㈣另查,依證人庚○○於本院審理中之上開證述:我在濱海公
路那裡,被害人就已經超我的車,我與被害人原本距離十公尺,後來我經過大園養老院的時候,被親家招停下來,講了幾句話我又繼續騎車,就是因為我停下來講幾句話,後來才會距離被害人四十公尺遠。後來我騎車時速約四十公里,被害人的車速比我快一點,我看到前面有二個燈光紅紅的,我還奇怪為何被害人還一直騎過去。我看到那車子倒出來到路邊,我只看到兩盞紅紅的燈。紅紅的燈是移動的,一直亮著。我看到兩盞紅紅的燈倒出來,所以我的機車速度才放慢。被害人騎車的速度比我快,我不敢騎太快。我聽到撞擊聲後,就把機車停下來,不敢往前等語(參見本院卷第116-127頁),且證人庚○○前於警詢及偵查中對於上揭時地被害人騎車擦撞上開自小貨車之際,上開自小貨車確實係被告駕駛而正處於倒車狀態等情,亦為大致相同之證述。顯然證人庚○○於上開時地騎車並處於與被害人相同之車況下,已然注意到同向車道前方由被告所駕駛之上開自小貨車正處於倒車狀態而先行將騎車速度減慢,尚可認被告所駕駛之上開小貨車於倒車之際,尚已符合道路交通安全規則第110條第2款之規定:「汽車倒車時,應顯示倒車燈光或手勢後,謹慎緩慢後倒,並應注意其他車輛及行人。
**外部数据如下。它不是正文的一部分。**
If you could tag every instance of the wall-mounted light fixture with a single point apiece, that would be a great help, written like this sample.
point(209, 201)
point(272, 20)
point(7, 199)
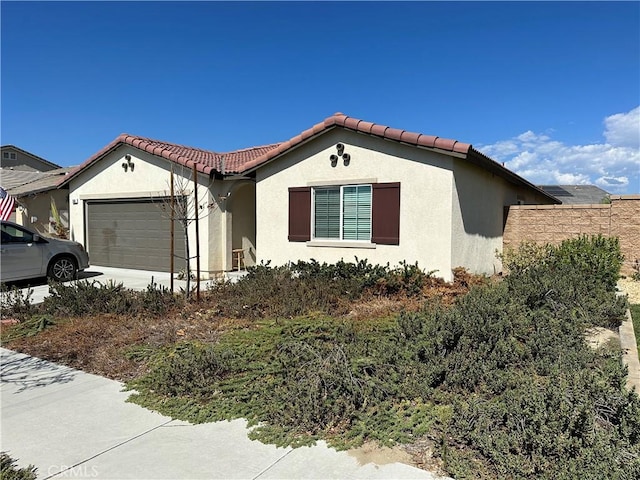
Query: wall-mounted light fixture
point(128, 164)
point(341, 153)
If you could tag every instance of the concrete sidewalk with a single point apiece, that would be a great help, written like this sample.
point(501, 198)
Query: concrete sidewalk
point(131, 279)
point(70, 424)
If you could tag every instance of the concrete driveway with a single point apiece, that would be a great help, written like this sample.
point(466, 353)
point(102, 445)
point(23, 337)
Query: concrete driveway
point(132, 279)
point(70, 424)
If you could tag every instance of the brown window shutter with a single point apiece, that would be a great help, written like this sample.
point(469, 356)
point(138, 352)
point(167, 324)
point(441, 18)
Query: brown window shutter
point(300, 214)
point(385, 222)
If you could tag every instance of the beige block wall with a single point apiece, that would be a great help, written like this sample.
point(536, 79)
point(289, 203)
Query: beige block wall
point(555, 223)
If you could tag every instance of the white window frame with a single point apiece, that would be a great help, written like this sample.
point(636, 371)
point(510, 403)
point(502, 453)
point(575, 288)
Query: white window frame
point(341, 235)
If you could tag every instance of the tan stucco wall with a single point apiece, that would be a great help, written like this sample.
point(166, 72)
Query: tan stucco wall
point(552, 224)
point(22, 159)
point(478, 199)
point(106, 179)
point(39, 207)
point(425, 200)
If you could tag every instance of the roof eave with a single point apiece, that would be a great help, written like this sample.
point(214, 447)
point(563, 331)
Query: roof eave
point(480, 159)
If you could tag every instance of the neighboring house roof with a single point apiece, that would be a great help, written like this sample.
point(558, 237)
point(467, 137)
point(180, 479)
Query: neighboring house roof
point(247, 160)
point(576, 194)
point(20, 183)
point(24, 152)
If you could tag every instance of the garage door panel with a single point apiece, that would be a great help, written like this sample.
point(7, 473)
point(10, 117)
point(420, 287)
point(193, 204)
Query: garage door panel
point(132, 234)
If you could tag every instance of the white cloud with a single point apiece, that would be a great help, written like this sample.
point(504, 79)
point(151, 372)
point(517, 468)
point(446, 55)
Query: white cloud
point(613, 165)
point(623, 129)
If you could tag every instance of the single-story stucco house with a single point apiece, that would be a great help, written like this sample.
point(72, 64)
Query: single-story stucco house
point(33, 181)
point(342, 189)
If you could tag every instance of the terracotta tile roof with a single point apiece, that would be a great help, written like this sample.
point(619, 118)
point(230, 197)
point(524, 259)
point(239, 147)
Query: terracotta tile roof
point(206, 161)
point(350, 123)
point(249, 159)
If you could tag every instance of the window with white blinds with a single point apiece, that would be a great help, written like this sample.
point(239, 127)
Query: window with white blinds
point(342, 213)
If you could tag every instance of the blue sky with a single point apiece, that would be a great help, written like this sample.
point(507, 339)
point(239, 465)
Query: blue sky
point(550, 88)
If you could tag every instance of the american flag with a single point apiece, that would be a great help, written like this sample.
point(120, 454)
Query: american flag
point(6, 204)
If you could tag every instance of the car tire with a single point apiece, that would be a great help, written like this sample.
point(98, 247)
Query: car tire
point(62, 269)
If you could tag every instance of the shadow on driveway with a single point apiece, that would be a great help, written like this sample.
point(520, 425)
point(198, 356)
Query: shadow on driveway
point(26, 373)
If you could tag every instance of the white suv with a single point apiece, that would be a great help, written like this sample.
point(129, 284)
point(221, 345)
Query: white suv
point(25, 254)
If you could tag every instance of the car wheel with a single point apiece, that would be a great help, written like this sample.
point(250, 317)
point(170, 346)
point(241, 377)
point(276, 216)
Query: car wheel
point(62, 269)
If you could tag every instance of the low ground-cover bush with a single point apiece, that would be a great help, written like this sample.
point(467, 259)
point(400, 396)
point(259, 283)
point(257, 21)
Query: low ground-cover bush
point(305, 287)
point(90, 298)
point(501, 382)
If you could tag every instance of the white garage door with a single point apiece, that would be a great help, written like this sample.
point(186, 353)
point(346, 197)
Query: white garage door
point(132, 234)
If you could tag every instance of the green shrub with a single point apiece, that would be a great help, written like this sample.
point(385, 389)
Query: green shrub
point(187, 369)
point(90, 298)
point(502, 381)
point(596, 257)
point(305, 287)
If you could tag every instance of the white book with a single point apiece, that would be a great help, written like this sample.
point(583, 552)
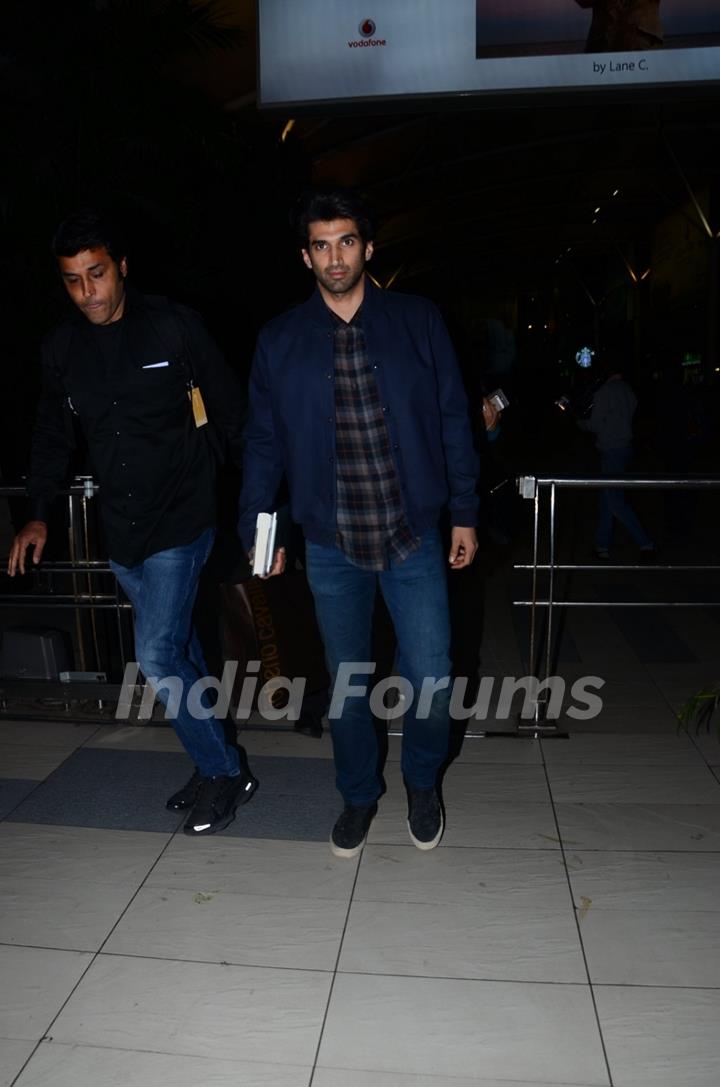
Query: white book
point(264, 542)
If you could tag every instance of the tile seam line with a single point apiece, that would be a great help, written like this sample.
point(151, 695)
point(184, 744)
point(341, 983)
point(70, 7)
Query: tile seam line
point(95, 954)
point(335, 969)
point(576, 922)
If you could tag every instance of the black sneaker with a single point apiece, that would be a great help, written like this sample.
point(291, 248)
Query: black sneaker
point(218, 798)
point(349, 833)
point(425, 823)
point(186, 797)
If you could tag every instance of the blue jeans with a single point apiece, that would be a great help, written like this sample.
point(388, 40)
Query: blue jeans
point(613, 504)
point(416, 594)
point(162, 590)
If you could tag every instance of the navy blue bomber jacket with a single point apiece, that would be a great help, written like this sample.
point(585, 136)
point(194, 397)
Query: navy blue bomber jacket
point(292, 420)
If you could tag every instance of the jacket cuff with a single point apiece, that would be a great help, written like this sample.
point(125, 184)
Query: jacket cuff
point(38, 509)
point(464, 519)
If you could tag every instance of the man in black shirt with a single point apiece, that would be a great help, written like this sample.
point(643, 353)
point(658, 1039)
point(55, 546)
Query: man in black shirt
point(137, 372)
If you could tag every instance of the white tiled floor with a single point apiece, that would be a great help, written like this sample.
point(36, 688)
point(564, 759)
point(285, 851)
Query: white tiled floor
point(566, 934)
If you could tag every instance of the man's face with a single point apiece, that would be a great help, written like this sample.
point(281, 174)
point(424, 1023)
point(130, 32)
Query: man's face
point(96, 283)
point(336, 254)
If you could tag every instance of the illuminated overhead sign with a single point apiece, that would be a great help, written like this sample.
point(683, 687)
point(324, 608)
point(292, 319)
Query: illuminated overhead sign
point(350, 50)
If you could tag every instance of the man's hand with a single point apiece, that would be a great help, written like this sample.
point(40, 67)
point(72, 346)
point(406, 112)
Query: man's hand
point(35, 535)
point(278, 562)
point(491, 414)
point(463, 546)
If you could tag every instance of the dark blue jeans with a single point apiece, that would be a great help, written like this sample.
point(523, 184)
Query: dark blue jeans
point(613, 504)
point(162, 590)
point(416, 595)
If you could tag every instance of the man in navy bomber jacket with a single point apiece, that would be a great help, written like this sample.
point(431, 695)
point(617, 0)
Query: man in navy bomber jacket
point(356, 398)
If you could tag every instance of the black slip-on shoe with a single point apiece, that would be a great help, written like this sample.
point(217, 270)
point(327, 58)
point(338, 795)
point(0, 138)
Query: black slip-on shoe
point(350, 831)
point(425, 822)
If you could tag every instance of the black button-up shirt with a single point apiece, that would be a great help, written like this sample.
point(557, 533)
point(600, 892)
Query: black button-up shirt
point(127, 386)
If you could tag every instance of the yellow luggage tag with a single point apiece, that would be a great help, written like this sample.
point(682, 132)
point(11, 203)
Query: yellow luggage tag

」則被告該時既依規定倒車,於此情形下,依吾人通常駕駛之社會經驗,應無發生危險之可能,且被告亦可信賴在同向後方車道之被害人騎車亦能遵守交通規則,同時為必要之注意,謹慎採取適當之行動,被告對於不可知之被害人騎車追撞致發生車禍一情,並無預防之義務。再據證人即案發現場處理警員 湯明正 於本院審理中結證稱:本件由我到場處理,現場照片是我拍的,當天晚上因為太暗沒有看到煞車痕跡,隔天早上我們到現場補拍照片也沒有發現煞車痕跡,現場測繪紀錄表所繪鋸齒狀是表示機車的刮地痕等語(參見本院卷第177-180頁),並有證人湯明正所繪製之桃園縣警察局道路交通事故調查報告表、道路交通事故現場測繪紀錄表各一紙在卷可參(參見相驗卷第8、61頁正面),復參之證人庚○○於本院審理中證述:
我看到前面有二個燈光紅紅的,我還奇怪為何被害人還一直騎過去等語。綜合上情,足認被告於該時係依規定倒車,此一情狀亦為當時同向車道後方並處於與被害人相同車況之證人庚○○所能預見,故而減速慢行,然被害人騎車確實因自己疏未注意車前狀況,貿然超速前行,再於逐漸接近被告所駕駛之上開小貨車之際,更未有何閃煞之措施,以致擦撞被告所駕駛之上開自小貨車而發生車禍。益徵被告對於被害人騎車之交通違規行為,主觀上無從預見,客觀上亦無從防範。易言之,被告尚難認有違反道路交通安全規則第110條第2項規定之注意義務,尚難令其負過失責任。
㈤又相驗照片、桃園縣警察局道路交通事故調查報告表、道路
交通事故現場測繪紀錄表、桃園縣警察局大園分局警員現場調查報告書、現場照片十六幀、長庚紀念醫院診斷證明書、勘驗筆錄、相驗屍體證明書、驗斷書等書證資料,均僅能認定被害人騎車於上揭時地確與被告駕車處於倒車之際而發生車禍致死一情,並無法證明被告對於本件車禍負有過失責任,尚不足以採為不利被告認定之依據,附予敘明。
㈥綜上所述,尚可認被告駕駛上開自小貨車既依規定倒車,且
可信賴在同向車道後方之被害人騎車亦能遵守交通規則,同時為必要之注意,謹慎採取適當之行動,而對於不可知之被害人騎車追撞致發生本件車禍,並無過失。此外,又查無其他積極證據足資證明被告有公訴人所指涉犯刑法第276條第1項之過失致死罪嫌。本件既不能證明被告犯罪,揆諸前開法條規定及說明,並依「罪疑唯輕」之證據法則,依法自應諭知被告無罪之判決,以昭審慎。
據上論斷,應依刑事訴訟法第301條第1項,判決如主文。
本案經檢察官孫沛琦到庭執行職務。
中華民國94年1月25日
臺灣桃園地方法院交通法庭
審判長法官游紅桃
法官黃永定法官林家賢上列正本,證明與原本無異。
如不服本判決,應於判決送達後10日內,向本院提出上訴狀。